Extracellular peroxiredoxin 6 released from alveolar epithelial cells as a DAMP drives macrophage activation and inflammatory exacerbation in acute lung injury

Acute respiratory distress syndrome (ARDS) is featured with acute lung inflammatory injury. Our prospective study found that higher levels of peroxiredoxin 6(PRDX6) were detected in bronchoalveolar lavage (BAL) fluid from ARDS patients. Elevated PRDX6 was also correlated with monocytic activation and poor prognosis in ARDS patients. To investigate the origin of extracellular PRDX6, we conducted in vitro and in vivo experiments, demonstrating that PRDX6 can be actively released from alveolar epithelial cells under stress conditions.

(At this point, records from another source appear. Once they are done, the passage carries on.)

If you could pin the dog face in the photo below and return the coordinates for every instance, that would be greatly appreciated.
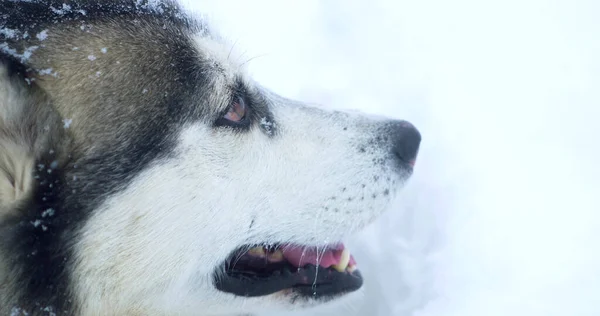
(200, 189)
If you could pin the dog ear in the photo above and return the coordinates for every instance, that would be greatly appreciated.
(28, 127)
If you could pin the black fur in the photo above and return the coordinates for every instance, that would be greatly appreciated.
(39, 240)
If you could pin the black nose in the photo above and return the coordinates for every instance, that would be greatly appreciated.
(405, 141)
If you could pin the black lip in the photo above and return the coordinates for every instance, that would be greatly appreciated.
(255, 277)
(312, 281)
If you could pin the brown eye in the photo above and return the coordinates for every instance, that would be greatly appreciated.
(237, 111)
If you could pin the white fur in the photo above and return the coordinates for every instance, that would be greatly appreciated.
(153, 248)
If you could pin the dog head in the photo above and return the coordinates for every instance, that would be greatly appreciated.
(175, 183)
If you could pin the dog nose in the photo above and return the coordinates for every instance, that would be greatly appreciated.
(405, 141)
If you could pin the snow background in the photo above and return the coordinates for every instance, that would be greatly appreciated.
(501, 216)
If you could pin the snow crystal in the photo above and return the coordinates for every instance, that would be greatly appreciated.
(48, 71)
(65, 9)
(42, 35)
(9, 33)
(48, 213)
(13, 52)
(54, 164)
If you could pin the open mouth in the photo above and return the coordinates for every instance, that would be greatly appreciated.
(259, 270)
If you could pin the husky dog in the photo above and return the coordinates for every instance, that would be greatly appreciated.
(142, 172)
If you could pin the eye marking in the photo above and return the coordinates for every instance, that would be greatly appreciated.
(237, 110)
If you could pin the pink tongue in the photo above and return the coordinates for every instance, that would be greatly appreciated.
(300, 256)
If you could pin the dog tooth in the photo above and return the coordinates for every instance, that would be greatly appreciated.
(344, 260)
(257, 252)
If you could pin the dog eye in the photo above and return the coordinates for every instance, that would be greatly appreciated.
(237, 111)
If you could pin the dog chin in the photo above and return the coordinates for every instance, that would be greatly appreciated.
(299, 272)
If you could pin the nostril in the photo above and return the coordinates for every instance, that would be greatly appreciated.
(406, 141)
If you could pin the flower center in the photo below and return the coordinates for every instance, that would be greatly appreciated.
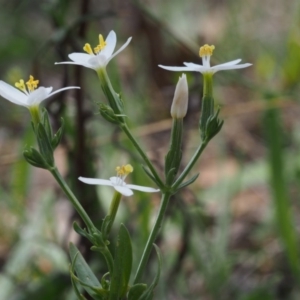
(102, 44)
(206, 50)
(31, 85)
(123, 171)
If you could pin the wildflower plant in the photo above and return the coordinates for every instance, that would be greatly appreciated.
(115, 284)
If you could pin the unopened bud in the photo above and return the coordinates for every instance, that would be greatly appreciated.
(180, 100)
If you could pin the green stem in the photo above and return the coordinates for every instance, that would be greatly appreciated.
(173, 157)
(190, 165)
(208, 84)
(113, 98)
(35, 114)
(111, 214)
(72, 198)
(126, 130)
(152, 237)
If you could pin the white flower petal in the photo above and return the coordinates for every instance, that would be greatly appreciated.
(12, 94)
(96, 181)
(233, 62)
(124, 190)
(176, 68)
(81, 58)
(119, 50)
(111, 42)
(38, 95)
(98, 62)
(74, 63)
(232, 67)
(142, 188)
(63, 89)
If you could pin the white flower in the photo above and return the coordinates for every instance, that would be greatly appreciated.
(117, 182)
(100, 56)
(180, 100)
(30, 96)
(206, 52)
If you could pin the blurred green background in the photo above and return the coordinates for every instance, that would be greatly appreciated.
(233, 234)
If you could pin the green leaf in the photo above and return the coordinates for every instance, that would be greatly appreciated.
(148, 294)
(58, 135)
(85, 275)
(34, 158)
(122, 265)
(136, 291)
(188, 182)
(46, 123)
(150, 174)
(45, 147)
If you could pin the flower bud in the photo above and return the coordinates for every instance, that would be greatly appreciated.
(180, 100)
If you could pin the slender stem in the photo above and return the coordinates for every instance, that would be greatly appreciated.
(112, 213)
(72, 198)
(126, 130)
(190, 165)
(208, 84)
(173, 157)
(35, 114)
(152, 237)
(109, 259)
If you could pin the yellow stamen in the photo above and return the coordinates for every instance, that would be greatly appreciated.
(124, 170)
(21, 85)
(206, 50)
(32, 84)
(87, 48)
(101, 45)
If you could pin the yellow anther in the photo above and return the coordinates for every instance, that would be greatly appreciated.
(101, 45)
(124, 170)
(206, 50)
(87, 48)
(21, 85)
(32, 84)
(102, 42)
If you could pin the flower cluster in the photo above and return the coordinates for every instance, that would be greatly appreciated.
(28, 95)
(118, 182)
(206, 52)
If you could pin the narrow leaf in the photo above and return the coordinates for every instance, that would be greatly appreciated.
(122, 265)
(136, 291)
(148, 294)
(84, 273)
(188, 182)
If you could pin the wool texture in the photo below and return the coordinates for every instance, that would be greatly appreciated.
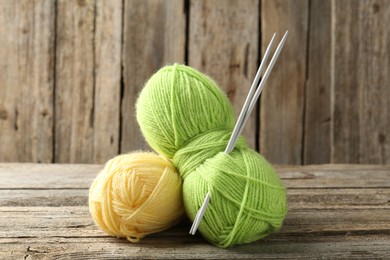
(135, 195)
(185, 116)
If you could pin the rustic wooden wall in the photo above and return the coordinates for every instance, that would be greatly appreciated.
(70, 72)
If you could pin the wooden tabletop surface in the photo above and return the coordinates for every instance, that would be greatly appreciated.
(335, 211)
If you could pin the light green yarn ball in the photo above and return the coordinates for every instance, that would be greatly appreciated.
(178, 103)
(186, 117)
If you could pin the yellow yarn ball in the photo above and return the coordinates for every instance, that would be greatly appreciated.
(135, 195)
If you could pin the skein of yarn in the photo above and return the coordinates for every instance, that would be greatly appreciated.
(185, 116)
(135, 195)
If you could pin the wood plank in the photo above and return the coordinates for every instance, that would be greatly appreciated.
(298, 198)
(27, 76)
(107, 62)
(44, 176)
(223, 43)
(346, 217)
(360, 82)
(75, 221)
(346, 247)
(154, 35)
(72, 230)
(74, 94)
(281, 111)
(80, 176)
(317, 90)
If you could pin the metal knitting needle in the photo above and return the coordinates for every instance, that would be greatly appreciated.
(244, 115)
(234, 138)
(249, 97)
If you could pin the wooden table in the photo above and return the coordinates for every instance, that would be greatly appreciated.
(335, 211)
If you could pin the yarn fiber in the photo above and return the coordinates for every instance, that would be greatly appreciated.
(185, 116)
(135, 195)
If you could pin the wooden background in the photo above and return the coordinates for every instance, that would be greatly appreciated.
(70, 72)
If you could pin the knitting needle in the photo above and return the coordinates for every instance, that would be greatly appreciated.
(244, 115)
(234, 137)
(200, 214)
(249, 97)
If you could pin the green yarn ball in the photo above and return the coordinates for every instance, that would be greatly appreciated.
(185, 116)
(179, 103)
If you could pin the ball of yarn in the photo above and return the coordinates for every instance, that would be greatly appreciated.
(135, 195)
(184, 115)
(179, 103)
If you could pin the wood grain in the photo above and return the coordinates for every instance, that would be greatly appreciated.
(74, 93)
(88, 74)
(361, 91)
(282, 109)
(223, 43)
(154, 35)
(107, 62)
(335, 211)
(27, 76)
(316, 147)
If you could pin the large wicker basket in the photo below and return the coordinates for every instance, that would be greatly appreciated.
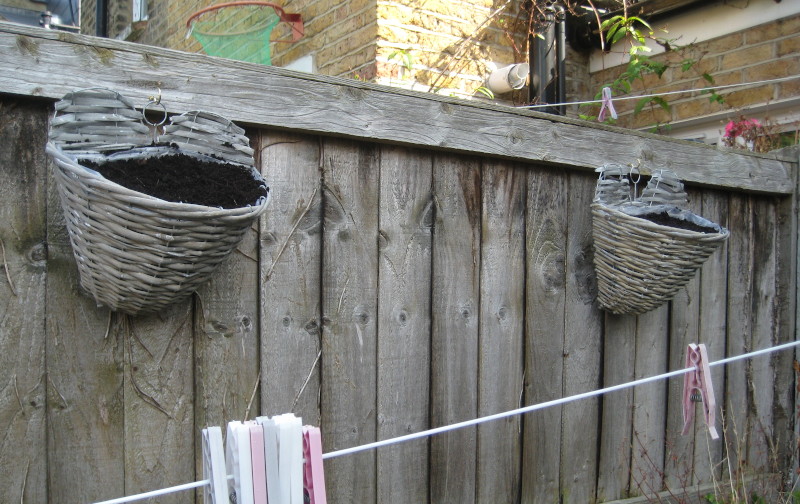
(135, 252)
(641, 264)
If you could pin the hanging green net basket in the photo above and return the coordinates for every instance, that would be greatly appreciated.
(242, 30)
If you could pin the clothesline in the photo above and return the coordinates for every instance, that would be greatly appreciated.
(666, 93)
(477, 421)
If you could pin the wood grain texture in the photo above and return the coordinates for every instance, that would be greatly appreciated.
(684, 328)
(741, 246)
(23, 252)
(583, 337)
(85, 380)
(785, 407)
(616, 441)
(404, 326)
(159, 401)
(546, 244)
(455, 285)
(649, 402)
(290, 259)
(44, 63)
(760, 434)
(501, 333)
(226, 340)
(349, 299)
(708, 453)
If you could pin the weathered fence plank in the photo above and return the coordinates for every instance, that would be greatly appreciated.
(404, 327)
(85, 373)
(290, 269)
(455, 285)
(712, 332)
(582, 349)
(227, 340)
(349, 299)
(684, 327)
(500, 341)
(23, 252)
(762, 375)
(546, 245)
(616, 436)
(649, 403)
(741, 245)
(159, 400)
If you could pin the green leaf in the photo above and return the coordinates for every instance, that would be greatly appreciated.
(641, 104)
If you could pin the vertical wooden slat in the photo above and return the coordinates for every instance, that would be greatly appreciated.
(616, 442)
(712, 332)
(454, 317)
(159, 401)
(502, 318)
(760, 432)
(740, 326)
(684, 329)
(349, 280)
(226, 339)
(582, 350)
(786, 279)
(649, 402)
(546, 230)
(291, 254)
(23, 251)
(85, 375)
(406, 219)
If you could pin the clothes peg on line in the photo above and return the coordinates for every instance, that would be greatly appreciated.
(216, 491)
(698, 382)
(257, 453)
(238, 460)
(313, 475)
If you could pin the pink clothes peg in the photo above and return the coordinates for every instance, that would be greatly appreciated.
(607, 105)
(313, 475)
(699, 382)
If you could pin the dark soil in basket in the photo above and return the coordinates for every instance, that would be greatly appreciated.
(184, 179)
(664, 219)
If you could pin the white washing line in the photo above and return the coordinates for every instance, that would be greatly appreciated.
(666, 93)
(477, 421)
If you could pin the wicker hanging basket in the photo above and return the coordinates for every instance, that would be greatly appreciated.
(646, 247)
(136, 252)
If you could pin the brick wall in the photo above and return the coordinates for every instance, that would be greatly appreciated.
(342, 36)
(764, 52)
(453, 44)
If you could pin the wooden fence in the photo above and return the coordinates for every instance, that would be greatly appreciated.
(424, 261)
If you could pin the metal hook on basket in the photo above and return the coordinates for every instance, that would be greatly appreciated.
(634, 171)
(155, 101)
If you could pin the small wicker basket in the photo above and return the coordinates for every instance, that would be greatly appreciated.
(641, 264)
(135, 252)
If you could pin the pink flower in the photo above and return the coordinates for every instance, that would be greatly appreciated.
(741, 127)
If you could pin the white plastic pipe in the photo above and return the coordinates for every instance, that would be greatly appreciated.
(508, 78)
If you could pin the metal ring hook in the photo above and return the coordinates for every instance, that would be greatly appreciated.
(155, 101)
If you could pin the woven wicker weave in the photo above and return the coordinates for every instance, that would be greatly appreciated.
(641, 265)
(135, 253)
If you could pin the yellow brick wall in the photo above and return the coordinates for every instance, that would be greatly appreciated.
(764, 52)
(342, 36)
(452, 44)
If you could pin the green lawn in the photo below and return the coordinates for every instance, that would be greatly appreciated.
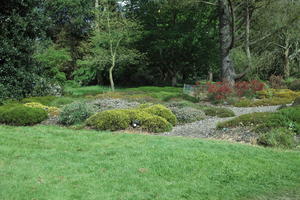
(48, 163)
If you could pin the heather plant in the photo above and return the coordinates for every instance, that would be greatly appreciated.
(75, 113)
(221, 91)
(187, 114)
(109, 104)
(20, 115)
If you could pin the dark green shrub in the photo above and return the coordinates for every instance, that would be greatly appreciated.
(294, 85)
(19, 115)
(291, 113)
(296, 102)
(163, 112)
(109, 120)
(219, 112)
(156, 124)
(45, 100)
(253, 119)
(121, 119)
(187, 114)
(280, 137)
(61, 101)
(75, 113)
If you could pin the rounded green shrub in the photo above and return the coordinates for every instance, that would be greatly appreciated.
(163, 112)
(156, 124)
(121, 119)
(109, 120)
(219, 112)
(187, 114)
(149, 122)
(294, 85)
(75, 113)
(45, 100)
(296, 102)
(280, 137)
(20, 115)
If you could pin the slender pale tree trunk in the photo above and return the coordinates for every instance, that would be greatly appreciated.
(111, 80)
(226, 41)
(247, 42)
(286, 66)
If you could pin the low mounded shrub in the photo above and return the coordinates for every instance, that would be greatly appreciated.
(263, 102)
(45, 100)
(75, 113)
(121, 119)
(156, 124)
(187, 114)
(277, 82)
(110, 104)
(252, 119)
(295, 85)
(163, 112)
(61, 101)
(219, 112)
(280, 137)
(52, 111)
(109, 120)
(296, 102)
(20, 115)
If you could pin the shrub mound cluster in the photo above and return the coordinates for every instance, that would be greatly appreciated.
(284, 125)
(20, 115)
(219, 112)
(52, 111)
(187, 114)
(45, 100)
(156, 118)
(280, 137)
(163, 112)
(110, 104)
(295, 85)
(75, 113)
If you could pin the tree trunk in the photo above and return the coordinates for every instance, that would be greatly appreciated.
(286, 67)
(226, 41)
(174, 80)
(111, 80)
(210, 76)
(247, 42)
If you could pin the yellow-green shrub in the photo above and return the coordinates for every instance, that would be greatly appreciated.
(53, 111)
(163, 112)
(149, 122)
(121, 119)
(20, 115)
(109, 120)
(280, 93)
(271, 102)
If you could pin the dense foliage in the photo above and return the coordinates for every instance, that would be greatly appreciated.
(20, 115)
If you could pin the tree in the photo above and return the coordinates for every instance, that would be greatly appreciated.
(182, 39)
(110, 41)
(21, 25)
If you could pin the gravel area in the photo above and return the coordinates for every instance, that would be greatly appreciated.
(207, 128)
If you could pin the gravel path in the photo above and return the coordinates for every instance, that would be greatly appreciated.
(207, 128)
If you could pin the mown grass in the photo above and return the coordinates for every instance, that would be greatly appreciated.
(45, 162)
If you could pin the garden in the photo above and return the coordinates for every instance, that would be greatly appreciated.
(149, 100)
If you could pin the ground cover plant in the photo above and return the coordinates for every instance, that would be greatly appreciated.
(20, 115)
(152, 118)
(75, 112)
(100, 165)
(274, 129)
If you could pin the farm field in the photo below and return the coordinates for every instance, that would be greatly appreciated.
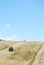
(24, 53)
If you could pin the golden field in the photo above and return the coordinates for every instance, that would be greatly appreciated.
(24, 53)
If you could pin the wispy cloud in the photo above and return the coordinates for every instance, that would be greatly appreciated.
(8, 25)
(13, 37)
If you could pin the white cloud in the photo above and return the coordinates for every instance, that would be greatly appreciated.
(8, 38)
(8, 25)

Our study demonstrated that it could be released from injured lung epithelial cells into the bronchoalveolar interstitial space in mice with acute lung injury and in vitro experiments. Moreover, exogenous PRDX6 was shown to activate the TLR4/NF-kappa B signalling pathway and induce M1 polarization of macrophages. Notably, the inflammatory effects of PRDX6 were mitigated by specific inhibition of the TLR4 (Toll-like receptor 4)-MD2 (Myeloid differentiation factor 2) complex. Using molecular docking simulations and in vitro binding assays, we confirmed a direct interaction between PRDX6 and MD2, further supporting its role as a damage-associated molecular patterns (DAMP) in ARDS. Our findings suggest that extracellular PRDX6 in bronchoalveolar lavage fluid could be a new DAMP factor in ALI, providing new insights into the pathogenesis of secondary hit in ALI/ARDS and highlighting PRDX6 as a potential therapeutic target for mitigating lung inflammation.